Nigeria's first female presidential candidate done with 'cheerleading'

Nigeria's first female presidential candidate done with 'cheerleading'

LAGOS - The two main candidates for the governorship of Nigeria's Lagos state took to the stage, making a flurry of promises to the all-female audience at the select Cosmopolitan Women's Club.

The men even pledged a 35 per cent quota of women in the state government and initiatives on girls' education.

But when Remi Sonaiya - the first woman running for president in Nigeria's history - took the floor she did so to a round of applause that lasted several minutes.

"We have done enough of cheerleading," she told some of Nigeria's most influential businesswomen and company executives at the meeting on women's participation in politics.

"Women cannot keep on being cheerleaders in this country." There may be many women at the head of businesses in Africa's most populous nation and leading economy but as in the rest of the continent, politics remains for the most part a man's world.

Sonaiya is hoping to change all that, following the example of presidents such as Liberia's Ellen Johnson Sirleaf or Malawi's Joyce Banda, to break through the glass ceiling to high office.

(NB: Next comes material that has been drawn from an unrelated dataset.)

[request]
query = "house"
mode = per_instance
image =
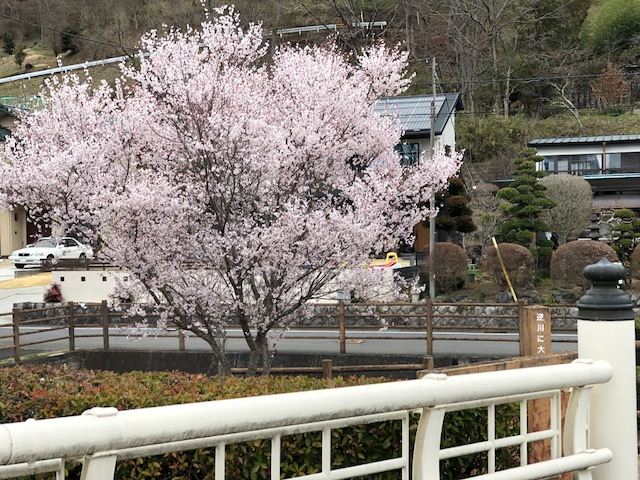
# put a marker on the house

In reality, she has no chance of beating the two main candidates - President Goodluck Jonathan and ex-military ruler Muhammadu Buhari - but she has brought, for reformers, a welcomed fresh voice to the campaign.

Exception to the rule

According to a 2012 report from the British Council, just nine per cent of candidates at the last Nigerian general election in 2011 were women.

The situation has hardly improved this year, with a presidential and parliamentary vote scheduled for March 28 followed by governorship and state assembly polls two weeks later.

"They (the men) set the rules," said Ebere Ifendu, who runs the non-governmental organisation Women in Politics Forum in the capital Abuja.

"They made us understand that one, politics is dirty; two, politics is not for women; three, they brought out the violent nature of politics.

"Those were the things they put before us and women became sceptical. They became afraid and didn't believe they will be able to participate." Two women in Jonathan's cabinet have nevertheless bucked the trend of women's participation in the cut-throat world of Nigerian politics.

Former World Bank executive Ngozi Okonjo-Iweala is finance minister and Diezani Alison-Madueke is oil minister as well as the first woman to hold the rotating presidency of the oil cartel OPEC.

Elsewhere, strong-willed women such as Arunma Oteh headed the Securities and Exchange Commission (SEC), cracking down on corruption that has long blighted Nigeria.

Shoestring budget

Sonaiya, a 60-year-old former French professor in Ile-Ife in southwestern Osun state, has not been discouraged by the challenge.

She and her party KOWA decided to prove that it was possible to campaign without a wealthy "godfather" or a private jet in a country where male politicians spend hundreds of thousands of dollars on huge public rallies and gifts for supporters.

"Politics has a bad name in Nigeria. Even recently a governor said that you could not be in politics (unless) you're a liar," she told AFP in an interview at a Lagos hotel.

With a small budget of donations from supporters and a reduced campaign team, Sonaiya has been travelling across Nigeria in economy class on commercial flights like a common citizen.

On the road, she puts across the values of her party - "honesty, truth, diligence, hard work, transparency" - to voters on the street.

With 10,000 to 15,000 members, KOWA is a featherweight compared with the heavyweight electoral juggernaut behind Jonathan and his main rival Buhari.

Break the jinx

Whatever the final result on March 28, for the businesswomen of the Cosmopolitan Women's Club Sonaiya deserves praise for bringing a different voice to the political debate.

"Most women see politics as the dirty game in Nigeria. The good women need to come out," said businesswoman Amodugbe Okanlawon.

For Ifendu, whose NGO supports young female politicians and campaigns for a quota to make it easier for women to win elected positions, there is still a way to go before a woman can govern Africa's most populous country.

But she added: "In these 2015 elections that we are facing in Nigeria today, we have strong women contesting as governors.

"We have a woman who is a very strong contender in Taraba state. There is another woman in Akwa-Ibom state and then women are coming up for the Senate and other positions.

"I think we need this period to make a statement.

"If we are able to break the jinx of having a woman as a governor of a state in Nigeria in 2015, I tell you, having a women as a vice president or as president will be a thing that we can achieve in a very short while."